My nephew vs ML - NFHN Reader

My 4 year old nephew Yali is very into Pokemon right now. He has multiple Pokemon toys and a few TCG (training card game) cards.

The other day Yali found my sick TCG cards stash, and he now has more cards than he can handle.

The problem is that Yali is too young to learn how to play the real game, so for now he invented his own game. The purpose of the game is to categorize the cards by their type (Pokemon, energy and trainer card).

He didn’t ask me how I know what type the card is, he took few cards and asked me what their types are. After few of my answers he was able to separate some cards by their type (with multiple mistakes).

At that moment I realized that my nephew is basically a machine learning algorithm and my task as an uncle is to tag the data for him.

As a geek uncle and a machine learning enthusiastic I began to write a program that will compete with Yali.

This is what a typical Pokemon cards looks like:

source: pkmncards

For a grown human being who knows how to read, it is pretty easy to tell what type the card is, It’s literally written at the top of the card. But Yali is 4 and he doesn’t know how to read. Simple OCR will solve my problem very quickly, but I didn’t want to make any assumptions. So I took the card as is and threw it to a neural network using MLP algorithm.

Getting the data was quite simple. Thanks to pkmncards I could download images of multiple cards, already separated into Yali’s categories.

A machine learning algorithm needs features, and my features were the image pixels. Using RGB color images I converted the 3 colors to one integer.

As the images are in different sizes I had to normalize them. After finding the maximum width and height of my data, I added padding of zeros to the small images.

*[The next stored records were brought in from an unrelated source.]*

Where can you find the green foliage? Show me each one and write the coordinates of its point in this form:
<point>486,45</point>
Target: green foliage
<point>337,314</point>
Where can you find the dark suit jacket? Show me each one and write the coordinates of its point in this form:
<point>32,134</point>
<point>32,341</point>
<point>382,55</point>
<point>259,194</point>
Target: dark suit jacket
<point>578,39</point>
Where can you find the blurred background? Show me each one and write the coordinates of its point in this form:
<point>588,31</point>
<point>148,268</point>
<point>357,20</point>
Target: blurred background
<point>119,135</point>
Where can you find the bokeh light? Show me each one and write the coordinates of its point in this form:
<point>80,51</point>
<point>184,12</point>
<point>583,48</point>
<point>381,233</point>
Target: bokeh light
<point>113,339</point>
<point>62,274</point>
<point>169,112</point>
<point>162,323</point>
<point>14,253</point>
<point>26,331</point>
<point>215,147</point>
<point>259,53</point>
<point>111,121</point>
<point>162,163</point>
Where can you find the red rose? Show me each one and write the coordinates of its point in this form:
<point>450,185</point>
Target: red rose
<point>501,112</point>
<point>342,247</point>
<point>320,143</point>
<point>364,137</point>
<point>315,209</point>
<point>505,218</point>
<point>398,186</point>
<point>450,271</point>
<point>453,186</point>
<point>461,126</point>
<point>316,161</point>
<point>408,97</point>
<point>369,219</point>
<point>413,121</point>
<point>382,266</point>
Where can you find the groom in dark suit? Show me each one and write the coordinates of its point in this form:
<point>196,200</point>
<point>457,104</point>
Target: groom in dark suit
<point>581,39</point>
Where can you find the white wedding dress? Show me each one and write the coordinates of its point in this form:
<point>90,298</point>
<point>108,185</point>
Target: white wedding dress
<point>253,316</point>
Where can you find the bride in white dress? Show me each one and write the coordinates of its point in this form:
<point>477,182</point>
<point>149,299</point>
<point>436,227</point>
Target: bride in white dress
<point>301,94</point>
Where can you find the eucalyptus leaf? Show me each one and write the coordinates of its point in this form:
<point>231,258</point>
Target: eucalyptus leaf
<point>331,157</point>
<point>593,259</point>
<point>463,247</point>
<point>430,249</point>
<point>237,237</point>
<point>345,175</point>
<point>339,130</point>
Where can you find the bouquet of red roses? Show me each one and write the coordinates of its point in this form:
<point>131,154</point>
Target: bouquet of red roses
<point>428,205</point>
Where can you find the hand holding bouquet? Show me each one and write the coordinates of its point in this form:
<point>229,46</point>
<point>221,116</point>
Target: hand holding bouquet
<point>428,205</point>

Fast QA cycle before the real deal. I randomly took two cards of each type and ran the prediction. Using only 100 cards of each category the fitting was surprisingly fast and the predictions were awful. Then I took 500 samples for each category (excluding the energy type, which had only 130 samples) and let the fitting run.

Out of memory exception. Running the fitting code in the cloud should work, but I wanted to find out a way to use less space. The biggest image size was 800x635, which was way too much. resizing the images solved my problem.

For the real test, in addition to the regular cards, I added cards that I drew on, cut in half, painted shapes on, took a picture from my phone (which has poor camera) and other special effects. It’s important to say that I hadn’t trained the network with those cards.

I’ve tried more than a thousand models (1533 to be exact). Different image sizes, number of hidden layers (up to 3) and layer length (up to 100), image colors, read types (whole picture, top half, every other pixel and etc).

After many hours of fitting all of the models, the best score was 2 mistakes out of 25 cards (a few models had this score and each failed on different cards. all of them were grayscale version of the image).

9 out of the 1533 models scored 2 mistakes.

A combination of the models would give me a score of 1 mistake if I set my threshold to be higher then 44% agreement. For the test I’ll use a 50% threshold.

Letting Yali play for a month, I came back for the test.

Win! 23 for the machine and 21 for the human.

As you can see, the mistakes only occur on energy cards. There were only 130 energy cards at pkmncards instead of thousands from the other types. Fewer samples to learn from.

Asking Yali how could he recognized some of the cards he told me that he saw some of the pokemons in TV shows or books. That’s how he reconized Raichu’s ear or knew that Vapereon is water Eevee. My program didn’t have that kind of data, the only data I had were the cards.

As our hero beat Yali in the Pokemon challenge and got the ML badge, He moves on to his next adventure.